Abstract

Four patients with protein-losing enteropathy, hypoalbuminemia and lymphocytopenia secondary to tricuspid regurgitation and rheumatic heart disease are described. Gastrointestinal protein loss was detected by 125I-albumin and 51Cr-albumin turnover studies. Following medical treatment in two patients, right atrial pressure declined and both the protein loss and lymphocytopenia were ameliorated. The immunologic response in three of the patients with tricuspid regurgitation was tested with multiple skin tests to antigens which provoke a delayed type of reaction, and in all cases responses were diminished. One patient retained a skin allograft for fifty-seven days until death. The records of a total of thirty patients with tricuspid regurgitation and of eight patients with constrictive pericarditis were reviewed.
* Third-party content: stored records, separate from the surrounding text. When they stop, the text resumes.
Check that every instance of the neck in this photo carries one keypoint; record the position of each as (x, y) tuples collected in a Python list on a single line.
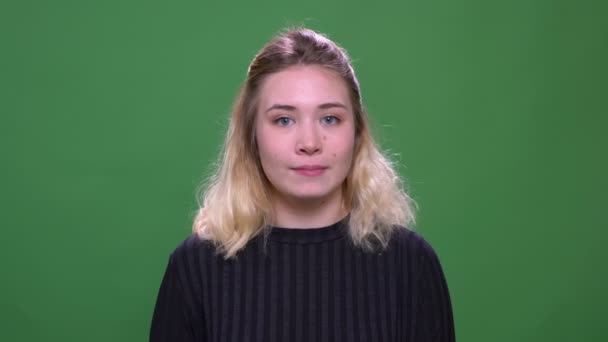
[(312, 213)]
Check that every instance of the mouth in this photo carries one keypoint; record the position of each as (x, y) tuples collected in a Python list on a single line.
[(310, 170)]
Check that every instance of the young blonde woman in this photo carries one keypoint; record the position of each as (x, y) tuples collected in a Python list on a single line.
[(304, 231)]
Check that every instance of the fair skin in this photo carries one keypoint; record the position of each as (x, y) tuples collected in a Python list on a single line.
[(305, 132)]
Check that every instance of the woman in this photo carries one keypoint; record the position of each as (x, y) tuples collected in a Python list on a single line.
[(302, 233)]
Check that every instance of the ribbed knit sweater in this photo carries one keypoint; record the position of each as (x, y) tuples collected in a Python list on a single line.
[(304, 285)]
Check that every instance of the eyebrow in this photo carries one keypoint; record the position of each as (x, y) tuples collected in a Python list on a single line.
[(327, 105)]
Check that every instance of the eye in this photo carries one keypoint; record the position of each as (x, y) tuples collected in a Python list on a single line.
[(330, 120), (283, 121)]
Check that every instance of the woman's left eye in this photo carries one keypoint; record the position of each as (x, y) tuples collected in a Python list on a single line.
[(330, 120)]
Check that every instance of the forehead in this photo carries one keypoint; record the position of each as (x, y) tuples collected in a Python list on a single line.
[(302, 86)]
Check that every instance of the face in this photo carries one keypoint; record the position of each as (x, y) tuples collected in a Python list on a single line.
[(305, 132)]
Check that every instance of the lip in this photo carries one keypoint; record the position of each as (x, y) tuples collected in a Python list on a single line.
[(310, 170)]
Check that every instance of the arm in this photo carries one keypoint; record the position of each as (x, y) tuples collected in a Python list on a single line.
[(434, 312), (174, 318)]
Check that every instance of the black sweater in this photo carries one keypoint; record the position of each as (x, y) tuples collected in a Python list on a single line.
[(306, 285)]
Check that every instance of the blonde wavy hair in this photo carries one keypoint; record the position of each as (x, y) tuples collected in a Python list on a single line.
[(235, 205)]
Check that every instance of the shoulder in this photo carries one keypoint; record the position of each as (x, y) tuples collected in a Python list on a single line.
[(192, 251), (413, 244)]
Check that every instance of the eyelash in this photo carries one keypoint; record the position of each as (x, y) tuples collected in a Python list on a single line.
[(335, 120)]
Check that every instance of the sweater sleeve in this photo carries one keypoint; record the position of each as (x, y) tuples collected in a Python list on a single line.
[(174, 319), (434, 312)]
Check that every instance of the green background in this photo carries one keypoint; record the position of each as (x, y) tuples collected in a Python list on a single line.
[(113, 111)]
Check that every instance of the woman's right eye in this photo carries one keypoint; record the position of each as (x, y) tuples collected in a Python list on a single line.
[(283, 121)]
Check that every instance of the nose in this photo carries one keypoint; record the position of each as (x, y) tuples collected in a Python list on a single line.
[(308, 140)]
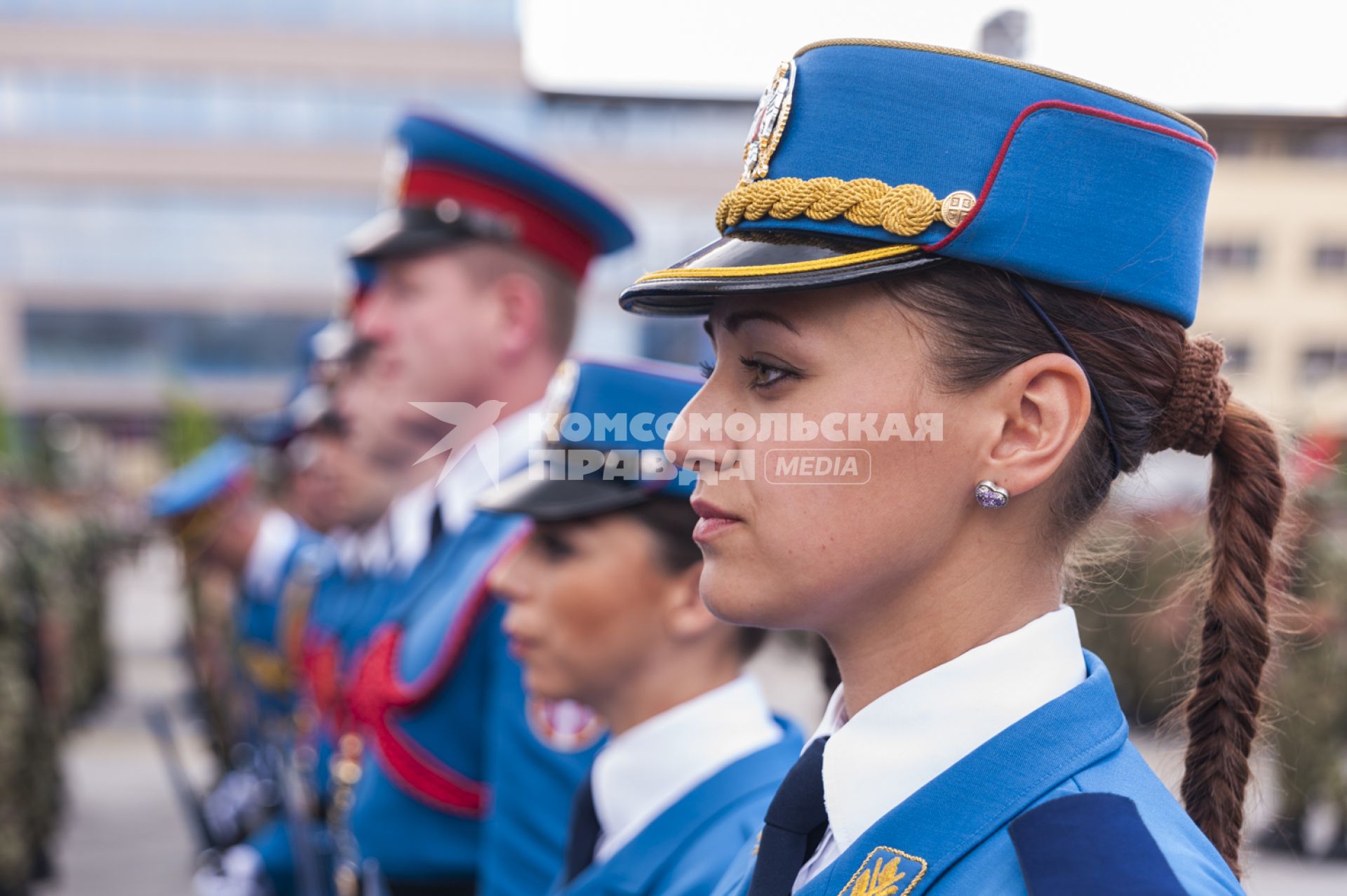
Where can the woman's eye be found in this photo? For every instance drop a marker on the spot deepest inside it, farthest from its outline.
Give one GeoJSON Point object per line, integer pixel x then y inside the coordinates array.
{"type": "Point", "coordinates": [764, 376]}
{"type": "Point", "coordinates": [554, 547]}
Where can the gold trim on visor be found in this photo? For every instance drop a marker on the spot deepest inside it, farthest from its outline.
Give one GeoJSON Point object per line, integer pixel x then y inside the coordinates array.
{"type": "Point", "coordinates": [904, 210]}
{"type": "Point", "coordinates": [790, 267]}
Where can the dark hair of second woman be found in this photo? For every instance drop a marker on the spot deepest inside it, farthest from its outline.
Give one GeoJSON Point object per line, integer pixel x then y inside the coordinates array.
{"type": "Point", "coordinates": [982, 326]}
{"type": "Point", "coordinates": [673, 522]}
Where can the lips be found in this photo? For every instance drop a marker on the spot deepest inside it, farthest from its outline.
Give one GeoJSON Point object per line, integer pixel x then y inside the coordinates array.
{"type": "Point", "coordinates": [713, 521]}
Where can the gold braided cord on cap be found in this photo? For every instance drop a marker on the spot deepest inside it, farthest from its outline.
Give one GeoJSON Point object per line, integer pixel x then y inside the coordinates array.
{"type": "Point", "coordinates": [906, 210]}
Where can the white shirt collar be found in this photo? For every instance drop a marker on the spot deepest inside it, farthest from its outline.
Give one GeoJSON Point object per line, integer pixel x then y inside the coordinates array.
{"type": "Point", "coordinates": [363, 553]}
{"type": "Point", "coordinates": [645, 770]}
{"type": "Point", "coordinates": [469, 479]}
{"type": "Point", "coordinates": [276, 537]}
{"type": "Point", "coordinates": [909, 736]}
{"type": "Point", "coordinates": [376, 549]}
{"type": "Point", "coordinates": [408, 524]}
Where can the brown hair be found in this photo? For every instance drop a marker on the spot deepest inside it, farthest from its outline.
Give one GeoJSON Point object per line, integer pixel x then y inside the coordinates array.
{"type": "Point", "coordinates": [490, 262]}
{"type": "Point", "coordinates": [1143, 366]}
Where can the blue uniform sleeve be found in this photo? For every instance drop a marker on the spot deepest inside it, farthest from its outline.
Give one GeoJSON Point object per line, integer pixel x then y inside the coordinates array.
{"type": "Point", "coordinates": [1090, 844]}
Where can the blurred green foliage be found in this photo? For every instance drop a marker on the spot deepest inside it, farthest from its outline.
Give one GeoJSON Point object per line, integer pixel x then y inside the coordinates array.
{"type": "Point", "coordinates": [189, 429]}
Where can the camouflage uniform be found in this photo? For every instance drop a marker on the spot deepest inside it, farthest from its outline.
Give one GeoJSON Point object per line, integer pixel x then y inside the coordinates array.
{"type": "Point", "coordinates": [39, 581]}
{"type": "Point", "coordinates": [19, 707]}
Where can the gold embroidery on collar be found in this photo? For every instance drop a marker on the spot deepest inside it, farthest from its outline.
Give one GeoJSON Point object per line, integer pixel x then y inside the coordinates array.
{"type": "Point", "coordinates": [880, 878]}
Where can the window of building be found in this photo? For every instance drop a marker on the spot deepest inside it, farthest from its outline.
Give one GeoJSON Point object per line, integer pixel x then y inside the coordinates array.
{"type": "Point", "coordinates": [162, 342]}
{"type": "Point", "coordinates": [1238, 359]}
{"type": "Point", "coordinates": [388, 17]}
{"type": "Point", "coordinates": [1331, 258]}
{"type": "Point", "coordinates": [1233, 255]}
{"type": "Point", "coordinates": [1319, 363]}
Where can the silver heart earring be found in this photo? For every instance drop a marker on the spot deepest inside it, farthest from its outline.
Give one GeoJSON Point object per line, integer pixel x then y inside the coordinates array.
{"type": "Point", "coordinates": [991, 495]}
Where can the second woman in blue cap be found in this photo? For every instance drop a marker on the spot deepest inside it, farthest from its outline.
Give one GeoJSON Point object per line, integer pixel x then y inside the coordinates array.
{"type": "Point", "coordinates": [604, 609]}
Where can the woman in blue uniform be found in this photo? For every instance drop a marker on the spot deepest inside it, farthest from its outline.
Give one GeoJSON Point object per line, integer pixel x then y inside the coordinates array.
{"type": "Point", "coordinates": [604, 609]}
{"type": "Point", "coordinates": [958, 286]}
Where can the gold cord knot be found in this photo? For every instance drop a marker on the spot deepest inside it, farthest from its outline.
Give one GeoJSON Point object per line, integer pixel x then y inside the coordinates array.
{"type": "Point", "coordinates": [1195, 414]}
{"type": "Point", "coordinates": [904, 210]}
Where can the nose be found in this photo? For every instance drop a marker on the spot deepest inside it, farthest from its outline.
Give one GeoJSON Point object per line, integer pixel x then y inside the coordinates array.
{"type": "Point", "coordinates": [370, 317]}
{"type": "Point", "coordinates": [698, 439]}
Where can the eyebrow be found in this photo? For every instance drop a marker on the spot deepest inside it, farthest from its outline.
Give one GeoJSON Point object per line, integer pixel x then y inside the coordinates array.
{"type": "Point", "coordinates": [735, 320]}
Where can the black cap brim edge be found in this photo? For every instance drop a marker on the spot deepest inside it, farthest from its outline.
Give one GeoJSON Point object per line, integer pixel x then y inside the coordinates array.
{"type": "Point", "coordinates": [690, 288]}
{"type": "Point", "coordinates": [559, 500]}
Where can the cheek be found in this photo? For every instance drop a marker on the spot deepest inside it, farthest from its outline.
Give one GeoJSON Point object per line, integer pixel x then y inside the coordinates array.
{"type": "Point", "coordinates": [590, 623]}
{"type": "Point", "coordinates": [842, 534]}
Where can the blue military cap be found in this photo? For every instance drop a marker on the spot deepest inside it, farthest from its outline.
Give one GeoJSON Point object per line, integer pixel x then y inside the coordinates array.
{"type": "Point", "coordinates": [309, 402]}
{"type": "Point", "coordinates": [307, 407]}
{"type": "Point", "coordinates": [604, 441]}
{"type": "Point", "coordinates": [872, 156]}
{"type": "Point", "coordinates": [453, 185]}
{"type": "Point", "coordinates": [202, 480]}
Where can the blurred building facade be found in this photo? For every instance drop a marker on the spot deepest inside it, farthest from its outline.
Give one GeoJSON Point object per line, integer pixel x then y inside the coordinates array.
{"type": "Point", "coordinates": [175, 181]}
{"type": "Point", "coordinates": [1275, 276]}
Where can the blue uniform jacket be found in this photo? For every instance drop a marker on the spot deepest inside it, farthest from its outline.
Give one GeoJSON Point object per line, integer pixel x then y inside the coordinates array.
{"type": "Point", "coordinates": [455, 784]}
{"type": "Point", "coordinates": [263, 624]}
{"type": "Point", "coordinates": [685, 849]}
{"type": "Point", "coordinates": [953, 836]}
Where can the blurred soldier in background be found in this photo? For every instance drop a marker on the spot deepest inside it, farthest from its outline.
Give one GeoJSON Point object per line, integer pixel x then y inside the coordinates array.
{"type": "Point", "coordinates": [54, 553]}
{"type": "Point", "coordinates": [22, 714]}
{"type": "Point", "coordinates": [464, 786]}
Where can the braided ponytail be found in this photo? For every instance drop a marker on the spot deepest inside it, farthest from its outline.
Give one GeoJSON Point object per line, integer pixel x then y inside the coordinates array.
{"type": "Point", "coordinates": [1164, 391]}
{"type": "Point", "coordinates": [1247, 492]}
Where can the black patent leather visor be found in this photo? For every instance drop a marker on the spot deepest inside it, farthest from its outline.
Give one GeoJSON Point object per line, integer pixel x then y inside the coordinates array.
{"type": "Point", "coordinates": [776, 260]}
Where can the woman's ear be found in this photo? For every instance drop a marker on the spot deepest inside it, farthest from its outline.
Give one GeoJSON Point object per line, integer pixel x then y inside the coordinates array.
{"type": "Point", "coordinates": [1042, 406]}
{"type": "Point", "coordinates": [685, 613]}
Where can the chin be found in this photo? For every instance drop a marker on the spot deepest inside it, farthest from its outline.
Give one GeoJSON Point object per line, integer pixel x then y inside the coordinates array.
{"type": "Point", "coordinates": [546, 686]}
{"type": "Point", "coordinates": [746, 597]}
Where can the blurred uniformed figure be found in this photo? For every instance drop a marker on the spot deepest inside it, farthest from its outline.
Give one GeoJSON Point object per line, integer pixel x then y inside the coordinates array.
{"type": "Point", "coordinates": [22, 720]}
{"type": "Point", "coordinates": [352, 449]}
{"type": "Point", "coordinates": [473, 305]}
{"type": "Point", "coordinates": [39, 623]}
{"type": "Point", "coordinates": [935, 236]}
{"type": "Point", "coordinates": [604, 608]}
{"type": "Point", "coordinates": [213, 509]}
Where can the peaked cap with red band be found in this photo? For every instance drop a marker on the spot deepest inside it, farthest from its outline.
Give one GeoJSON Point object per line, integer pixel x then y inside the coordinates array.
{"type": "Point", "coordinates": [458, 186]}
The lymphocyte counts averaged 1,420 cells per cu. mm., compared to a normal value of 2,500 cells per cu. mm. Following operation, the lymphocyte count rose in eight of nine patients with tricuspid regurgitation and in all five patients with constrictive pericarditis. It is suggested that patients with rheumatic tricuspid regurgitation and other patients with cardiac disease associated with protein-losing enteropathy have a secondary intestinal lymphangiectasia resulting from systemic venous and lymphatic hypertension. The lymphangiectasia leads to loss of protein-rich and lymphocyte-rich lymph into the gastrointestinal tract. The protein loss leads to hypoproteinemia and the lymphocyte loss presumably explains the immunologic deficiency.